CHILDREN OF THE FURNACE
1990
Charcoal
244x153cm
ENQUIRE
These are the children of the furnace, born to work with no work to do. This is the most accurate rendition of the artist’s year group at school he could draw. The setting is the back room of a pub in Pensnett where the artist was born and within the confines of its walls people drink and smoke to oblivion. this is set in the 1980s and under Margaret Thatcher’s Tory government industry was systematically destroyed leaving large swathes of the populace unemployed as well as ripping out the center identity and community. The culture that evolved in the Black Country was ‘born to work’ forged amongst the heavy industry built from the iron steel and coal that nature had provide with abundance in the area. This is the area that was ‘black by day and red by night’ and in which people were culturally bred for heavy work. Suddenly there is no work and in this picture the void is filled with drink and drugs. The central figure earned the nickname the incredible drinking man after drinking 26 pints of Banks’s mild one Saturday lunch time and still going out in the evening. Holding his hand is the only woman in the pub; this is a staunchly male dominated venue.
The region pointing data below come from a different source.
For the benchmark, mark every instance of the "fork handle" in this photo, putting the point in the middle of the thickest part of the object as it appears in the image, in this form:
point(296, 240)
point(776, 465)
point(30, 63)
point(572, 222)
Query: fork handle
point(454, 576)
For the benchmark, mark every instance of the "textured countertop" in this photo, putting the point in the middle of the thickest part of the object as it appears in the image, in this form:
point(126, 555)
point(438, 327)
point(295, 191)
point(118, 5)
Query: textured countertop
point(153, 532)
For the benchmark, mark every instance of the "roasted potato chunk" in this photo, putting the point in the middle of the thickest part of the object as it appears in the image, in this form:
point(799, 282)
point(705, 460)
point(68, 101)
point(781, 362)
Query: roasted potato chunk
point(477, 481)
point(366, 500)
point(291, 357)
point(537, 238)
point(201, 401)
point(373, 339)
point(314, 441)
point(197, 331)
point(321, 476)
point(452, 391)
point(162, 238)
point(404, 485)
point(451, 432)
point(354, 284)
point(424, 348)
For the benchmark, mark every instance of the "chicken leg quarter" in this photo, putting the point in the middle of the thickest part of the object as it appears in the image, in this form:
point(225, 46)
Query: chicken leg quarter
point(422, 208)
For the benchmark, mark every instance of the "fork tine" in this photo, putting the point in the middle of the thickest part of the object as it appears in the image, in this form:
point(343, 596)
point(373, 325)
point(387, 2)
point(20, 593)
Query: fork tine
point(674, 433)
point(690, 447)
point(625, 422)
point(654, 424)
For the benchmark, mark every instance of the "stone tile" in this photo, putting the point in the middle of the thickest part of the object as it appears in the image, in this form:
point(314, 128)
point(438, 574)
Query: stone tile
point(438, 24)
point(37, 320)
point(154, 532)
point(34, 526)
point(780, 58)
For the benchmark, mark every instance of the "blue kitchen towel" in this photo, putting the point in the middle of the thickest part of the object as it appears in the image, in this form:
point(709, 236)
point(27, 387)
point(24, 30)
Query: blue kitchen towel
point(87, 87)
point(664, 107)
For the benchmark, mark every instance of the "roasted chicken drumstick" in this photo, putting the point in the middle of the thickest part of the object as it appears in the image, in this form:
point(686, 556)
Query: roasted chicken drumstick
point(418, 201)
Next to him a man stares into a glass of vodka about to explode with rage whilst the bar man looks on with a guilty conscience. On the left a man sprinkles hashish into a joint leaning on a table that has been carved with the words Wolves NF – a visible sign of the lean towards the far right right as the disenchanted youth look for someone else to blame. Football hooliganism offers a tribal identity and gives an outlet for aggression. These are the children of the furnace except that the furnace is no more.